My friend Joann, who'd gently coaxed me to seek help a month earlier, took me to the hospital and stayed while I got checked in. Along with a psych aide, she took me to my room, which I was to share with two other patients. One of them decided I needed to be mothered and started in with the "it's all right honeys" and. then. she. sat. down. NEXT. TO. ME. AND. PUT. HER. HAND. ON. ME. and then the psych aide had to get her away from me very very quickly.
I remember asking "can I wear my own clothes?" Later I wrote my name on my plastic hangers with a Sharpie.
For the first two weeks I barely talked to anyone but my therapist, who came by two or three times every day, for an hour or more each time, and that first psych aide, Carol. I hated going to meals because they were communal. I didn't know I was supposed to go to group therapy sessions, etc. They probably told me all the things to do, but it didn't register until I'd been there a while.
I wore my Angels cap low on my forehead everywhere I went, never looking up, never making eye contact with anyone.* After several years, my therapist told me that if I walked into her office wearing a baseball cap, she knew to be on her guard.
Some things about those two months stand out starkly, dead trees against a gray sky. Other memories are like mush in a pot, a vat of blended experiences, and it's hard to separate any one from a hundred others. The memories are there, and I remember them. I just can't name them.

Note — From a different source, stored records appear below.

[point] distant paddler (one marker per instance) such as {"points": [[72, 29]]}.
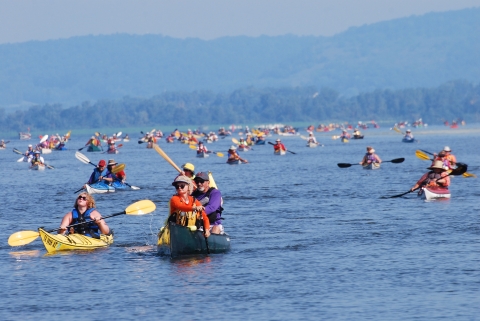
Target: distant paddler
{"points": [[233, 155], [370, 157], [437, 177]]}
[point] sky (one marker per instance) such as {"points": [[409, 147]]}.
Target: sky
{"points": [[25, 20]]}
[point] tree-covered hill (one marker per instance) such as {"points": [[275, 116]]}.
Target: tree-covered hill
{"points": [[449, 101], [418, 51]]}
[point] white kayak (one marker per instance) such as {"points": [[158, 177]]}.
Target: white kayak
{"points": [[38, 167], [431, 193], [371, 166], [202, 155]]}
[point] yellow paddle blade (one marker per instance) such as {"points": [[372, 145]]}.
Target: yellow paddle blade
{"points": [[141, 208], [118, 168], [212, 181], [422, 155], [397, 130], [22, 238], [466, 174]]}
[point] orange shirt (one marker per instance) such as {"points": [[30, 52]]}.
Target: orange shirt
{"points": [[177, 204]]}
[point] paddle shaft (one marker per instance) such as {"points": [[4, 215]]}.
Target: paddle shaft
{"points": [[286, 150]]}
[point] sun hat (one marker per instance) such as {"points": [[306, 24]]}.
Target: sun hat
{"points": [[202, 175], [189, 167], [181, 179], [437, 164]]}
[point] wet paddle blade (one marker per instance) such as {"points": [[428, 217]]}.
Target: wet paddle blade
{"points": [[469, 175], [422, 155], [118, 168], [140, 208], [84, 159], [22, 238], [343, 165]]}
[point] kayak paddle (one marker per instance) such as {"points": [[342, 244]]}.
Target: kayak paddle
{"points": [[395, 161], [137, 208], [286, 150], [462, 168]]}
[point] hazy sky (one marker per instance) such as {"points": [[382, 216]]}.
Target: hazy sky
{"points": [[23, 20]]}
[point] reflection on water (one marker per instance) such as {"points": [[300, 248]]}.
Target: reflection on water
{"points": [[309, 239]]}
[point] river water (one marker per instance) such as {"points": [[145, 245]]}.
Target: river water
{"points": [[310, 240]]}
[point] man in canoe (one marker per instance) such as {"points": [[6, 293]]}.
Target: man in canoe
{"points": [[311, 139], [84, 211], [450, 157], [279, 146], [37, 159], [99, 171], [201, 148], [437, 177], [110, 177], [29, 152], [370, 157], [232, 155], [408, 135], [185, 210], [211, 200]]}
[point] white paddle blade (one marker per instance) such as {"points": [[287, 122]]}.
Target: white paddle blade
{"points": [[84, 159], [44, 138]]}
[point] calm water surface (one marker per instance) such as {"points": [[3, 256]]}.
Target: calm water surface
{"points": [[309, 240]]}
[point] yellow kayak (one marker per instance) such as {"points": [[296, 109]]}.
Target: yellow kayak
{"points": [[57, 242]]}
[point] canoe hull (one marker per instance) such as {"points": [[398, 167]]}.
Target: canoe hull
{"points": [[431, 194], [372, 166], [93, 148], [99, 188], [175, 241], [56, 242], [234, 162], [202, 155]]}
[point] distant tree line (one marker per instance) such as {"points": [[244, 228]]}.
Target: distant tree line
{"points": [[453, 100]]}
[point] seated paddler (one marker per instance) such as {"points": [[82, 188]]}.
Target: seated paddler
{"points": [[185, 210], [211, 199], [84, 211]]}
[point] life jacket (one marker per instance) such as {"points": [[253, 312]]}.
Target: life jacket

I remember China, a lesbian, and Martha, her lover. Both patients. They met there. Something seemed wrong about that.
I remember Cindy, who had a private room and who had been there five months. She was so happy.
I remember that horrible woman who tried to comfort me. She snored like a chain saw. They gave me Halcion so I could sleep. (In retrospect, I don't know if her snoring kept me awake, or my troubles.)
I remember a guy who was always on the make, always trying to get laid. He held me and we laid together on the couch in the lounge, most residents gathered in the same room, to watch "Tootsie." (It was my favorite movie before then and still is.)
I remember the musty, fungus-y odor in the showers, and being furious if the single private shower -- a small closet with a door that locked, rather than the room with three showers and curtains to separate bathers -- was occupied when I wanted it.
I remember Carol Burnett. My therapist got me special permission to sit in a visiting room late at night to watch reruns of "The Carol Burnett Show." It helped. A lot. I also had her memoir with me, One More Time, which I clung to like a talisman. I kept it under my pillow.
I remember an episode in psychodrama so vividly that I can remember what I was wearing and the doctor's voice, I can feel the towel I was holding and the tears and snot on my face, and I can see the faces of the others in the room well enough to describe them to an artist for portraits.
I remember a Halloween party. I walked into the room and the lights were dim and people were laughing, and many urged me to join them, but I was too shy. It seemed they really liked me.
Mostly I remember Carol's kindness. I can't describe how good she was to me. A year after I left the hospital, my therapist moved away and he suggested that Carol take me on. Carol was still a student working on her Master's; I was her first client/patient. We worked together for nearly fifteen years. She brought me back to life. Along with my sisters, she's the reason I'm still here - and thriving.
I'm always aware of time. Always have been. It's been twenty years.
* Incidentally, I was in the hospital when the Angels snatched defeat from the jaws of victory in the 1986 American League Championship Series. What better place for me to be?